Hacker News new | comments | show | ask | jobs | submit login

KISS is not a magic formula, though. The precursor to SOAP was XML-RPC which is very simple. So simple it didn't allow time zones in datetimes, and didn't support characters beyond ASCII in strings. There was no way to extend XML-RPC to support unicode or unambigous datetimes. This basically killed XML-RPC for most of the world. JSON already have problems because there is no datetime format. People need datetimes, so several incompatible hacks have been designed to represent datetimes as strings. There is no way to extend JSON to support proper datetimes.

The complexities in SOAP are there because someone need it. Someone already have invented a schema language for JSON: http://json-schema.org/. If every feature from the SOAP stack is reinvented for JSON, JSON will end up as complex as SOAP. Then someone else will surely invent yet a new standard (web-sexprs?) and claim it saves us from the needless complexity of the JSON-stack.

The bottom line: Some systems have simple needs, some systems have complex needs. Making a format layered and extensible (like the SOAP-stack) introduces additional complexity. But a non-extensible format requires complex hacks if your needs grows beyond what the format were design for. There is no perfect one-size-fits-all data format.

Fundamentally, XML has the wrong information model for most applications -- it is a document markup language often used as a data serialization format. SOAP inherits quite a bit of this complexity, irrelevant to the task of data serialization. Even if all of the necessary features from SOAP are layered on top of JSON, the result would be less complex than SOAP.

Unless of course you actually want to transmit structured document content over JSON - which is actually pretty common in AJAX applications.

In that case, you can use the appropriate XML format for the structured document content, then store than in a JSON string. Most of the time the "structured document content" you're sending over AJAX is HTML or SVG, and the browser can still handle parsing and validating it.

Yeah, and it works fine.

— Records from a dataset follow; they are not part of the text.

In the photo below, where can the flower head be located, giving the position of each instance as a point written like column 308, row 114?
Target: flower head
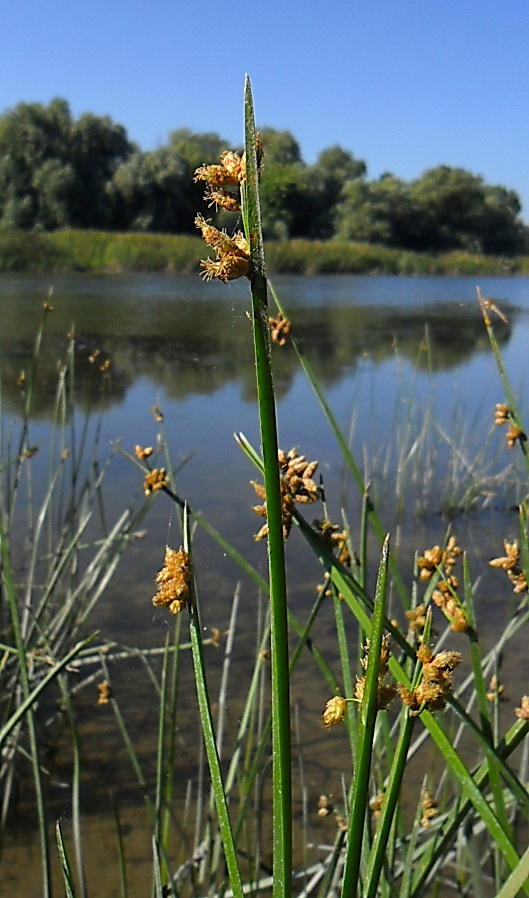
column 334, row 711
column 173, row 581
column 232, row 253
column 523, row 711
column 155, row 480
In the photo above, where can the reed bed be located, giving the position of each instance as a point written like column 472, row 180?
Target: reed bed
column 412, row 677
column 96, row 251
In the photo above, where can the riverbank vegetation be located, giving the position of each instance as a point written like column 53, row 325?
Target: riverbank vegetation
column 112, row 252
column 58, row 172
column 434, row 793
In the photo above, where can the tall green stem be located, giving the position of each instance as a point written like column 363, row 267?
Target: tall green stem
column 281, row 760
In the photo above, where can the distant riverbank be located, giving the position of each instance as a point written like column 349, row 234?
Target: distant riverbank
column 98, row 251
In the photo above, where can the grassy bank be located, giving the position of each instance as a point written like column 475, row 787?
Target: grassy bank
column 112, row 252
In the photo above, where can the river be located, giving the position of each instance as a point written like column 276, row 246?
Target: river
column 404, row 363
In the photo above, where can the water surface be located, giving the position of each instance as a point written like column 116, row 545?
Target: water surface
column 406, row 367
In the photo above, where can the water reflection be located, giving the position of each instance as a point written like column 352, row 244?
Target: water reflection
column 189, row 339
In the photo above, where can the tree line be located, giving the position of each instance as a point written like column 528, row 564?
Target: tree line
column 60, row 172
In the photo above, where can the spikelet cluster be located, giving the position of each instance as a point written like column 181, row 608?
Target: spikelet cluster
column 296, row 485
column 510, row 563
column 504, row 416
column 232, row 253
column 385, row 693
column 435, row 685
column 173, row 581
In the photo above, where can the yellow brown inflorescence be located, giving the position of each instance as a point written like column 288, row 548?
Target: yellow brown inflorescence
column 155, row 480
column 436, row 682
column 334, row 711
column 173, row 581
column 232, row 253
column 296, row 485
column 510, row 563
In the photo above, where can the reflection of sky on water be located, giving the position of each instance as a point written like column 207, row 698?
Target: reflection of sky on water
column 187, row 345
column 380, row 398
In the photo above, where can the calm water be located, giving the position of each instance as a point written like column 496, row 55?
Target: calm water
column 406, row 367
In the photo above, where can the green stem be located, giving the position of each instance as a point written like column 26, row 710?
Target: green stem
column 281, row 757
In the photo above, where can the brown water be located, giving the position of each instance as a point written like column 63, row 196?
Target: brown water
column 391, row 354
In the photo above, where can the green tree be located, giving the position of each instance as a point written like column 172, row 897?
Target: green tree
column 98, row 146
column 280, row 148
column 333, row 170
column 150, row 193
column 34, row 165
column 457, row 210
column 54, row 172
column 375, row 211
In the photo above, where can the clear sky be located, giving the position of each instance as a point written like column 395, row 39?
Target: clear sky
column 403, row 84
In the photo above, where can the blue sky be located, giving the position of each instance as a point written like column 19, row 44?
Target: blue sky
column 403, row 84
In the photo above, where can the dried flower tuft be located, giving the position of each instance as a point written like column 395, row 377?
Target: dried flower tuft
column 155, row 480
column 523, row 711
column 376, row 804
column 445, row 597
column 324, row 806
column 143, row 452
column 436, row 682
column 385, row 693
column 501, row 414
column 334, row 711
column 496, row 689
column 104, row 693
column 429, row 809
column 436, row 558
column 510, row 563
column 232, row 253
column 417, row 620
column 280, row 328
column 515, row 435
column 296, row 486
column 173, row 581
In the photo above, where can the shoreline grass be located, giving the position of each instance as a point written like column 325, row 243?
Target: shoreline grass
column 467, row 828
column 119, row 253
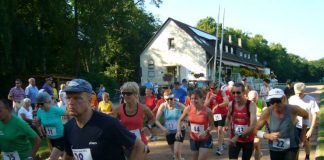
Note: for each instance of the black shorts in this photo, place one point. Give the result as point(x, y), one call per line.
point(220, 123)
point(195, 145)
point(289, 154)
point(247, 149)
point(58, 143)
point(171, 137)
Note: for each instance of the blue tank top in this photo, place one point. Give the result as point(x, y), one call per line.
point(288, 132)
point(171, 117)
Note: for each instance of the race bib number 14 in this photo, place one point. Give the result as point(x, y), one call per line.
point(82, 154)
point(10, 155)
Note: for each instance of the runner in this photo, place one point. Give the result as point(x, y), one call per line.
point(217, 101)
point(309, 104)
point(105, 106)
point(94, 135)
point(241, 117)
point(171, 112)
point(281, 119)
point(132, 113)
point(49, 116)
point(150, 102)
point(17, 139)
point(261, 105)
point(201, 123)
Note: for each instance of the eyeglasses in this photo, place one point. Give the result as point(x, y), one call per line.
point(237, 92)
point(275, 100)
point(40, 104)
point(127, 93)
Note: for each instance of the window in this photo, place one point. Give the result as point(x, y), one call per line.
point(171, 44)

But it is hard to argue that JSON+XML is a simpler data interchange format than just XML.

It might be better though, because the JSON and the XML is handled by different layers in the application anyway.

Sure it’s simpler: they’re used in two separate layers – each with its own purpose – which are consumed by separate components (and actually more, because when you send this down you’re of course wrapping it in HTTP and TCP &c.). For a better understanding of why this kind of design is simpler, and therefore better, I recommend Rich Hickey’s talk: http://www.infoq.com/presentations/Simple-Made-Easy

Edit inre “more complex compound data exchange format”: No, the point is that this should be thought of as two simple protocols wrapped one inside the other, not one “complex” format. Watch Rich Hickey’s talk. It would be a complex format if the two layers reached across into each-other, if the consumption of one depended on the details of the other, etc. But if they’re kept properly separate, that’s not complex – by Hickey’s definition anyhow, and I think it’s an excellent definition.

Agreed, the overall architecture may become simpler by choosing a more complex compound data exchange format.

The important thing to remember is that sometimes the solution to a problem adds so much overhead that it actually creates a bigger problem than the problem it solved. That has been the fate of SOAP, at least for the vast majority of uses.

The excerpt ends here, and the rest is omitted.